Vegetables for vitality: Brilliant ideas for beets

October 9, 2015

Get a natural energy boost from the powerhouse of a vegetable

Ruby-red beets taste sweet because they contain more natural sugar than any other vegetable that we eat. They are, however, still low in calories, very low in fat and packed with important vitamins and minerals.

Vegetables for vitality: Brilliant ideas for beets

Check out the these nutritional stats

All this goodness is packed into 125 millilitres (half a cup) of cooked beets:

  • about 37 calories
  • magnesium, potassium and vitamin C, plus a significant amount of folate, which is important for growth and protein metabolism and reduces the risk of birth defects such as spina bifida

At the market

Availability: 

Beets are available all year long, but are at their best during the summer and early fall months, when baby beets are also available.

What to look for:

  • Choose beets with their tops on; those that have been clipped have most likely been in storage.
  • The leafy tops should look fresh and the roots should be firm, smooth and unbruised.
  • Pick uniform-sized beets up to seven centimetres (three inches) in diameter.
  • If you shop at a specialty food market, you may also see golden beets.
  • They can be cooked and used the same way as the red variety, but their roots and greens are milder in flavour.

In the kitchen

Storage:

  •  First cut off the leafy tops, leaving about three centimetres (1 1/4 inches) of the stem attached to the bulbous root.
  • Leave the long, stringy root intact. Store the greens and beets in separate plastic bags in the vegetable drawer of your refrigerator.
  • The greens should be used within a couple of days. The roots will keep for up to a couple of weeks.

Preparation:

  •  Gently scrub beets under cold running water and dry on paper towels.
  • Leave three centimetres (1 1/4 inches) or so of stem attached to the unpeeled root to prevent colour (and nutrients) from bleeding out during cooking.

Basic cooking:

  •  To preserve their colour and nutrients, beets should not be peeled or cut before cooking.
  • To retain the colour and flavour, baking, microwaving and steaming are the best methods of cooking.
  • To bake, wrap in aluminum foil, place in a baking tin, and cook in a preheated 180°C (350°F) oven for one hour 30 minutes to two hours.
  • Leave to cool just until they can be handled for peeling.
  • Serve hot or cool and refrigerate for salads.

Best uses in recipes:

  •  Cooked beets are eaten hot as a side dish and cold in salads.
  • They are used in a borscht, a soup which can be served hot or cold.
  • They are also pickled.

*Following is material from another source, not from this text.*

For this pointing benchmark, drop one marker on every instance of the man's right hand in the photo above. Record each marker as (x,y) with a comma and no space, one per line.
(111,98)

Raw grated beets add crunch to a salad.

Fresh ideas

  • Young beets up to three centimetres (1 1/4 inches) in diameter have tender, edible skin that doesn't require peeling. Baby beets also have the sweetest greens. The leaves and roots can be cooked separately and then served together. Steam the roots for about 15 minutes. Meanwhile, sauté the greens in olive oil and butter. Drain the beets. Cut them in half and sprinkle with salt and pepper. Place sautéed greens on a plate and top with the warm beets.
  • Sprinkle hot beets with lemon juice, salt and pepper and dot with little pieces of butter.
  • Serve hot or cold beets with a yogurt-horseradish sauce.
  • Team cooked beets, sliced and chilled, with orange segments, thin slices of red onion and a handful of toasted walnuts. Add vinaigrette.
  • Did you know that betalains, the bright red pigments in beets, can be extracted for use as a natural food colouring and dye?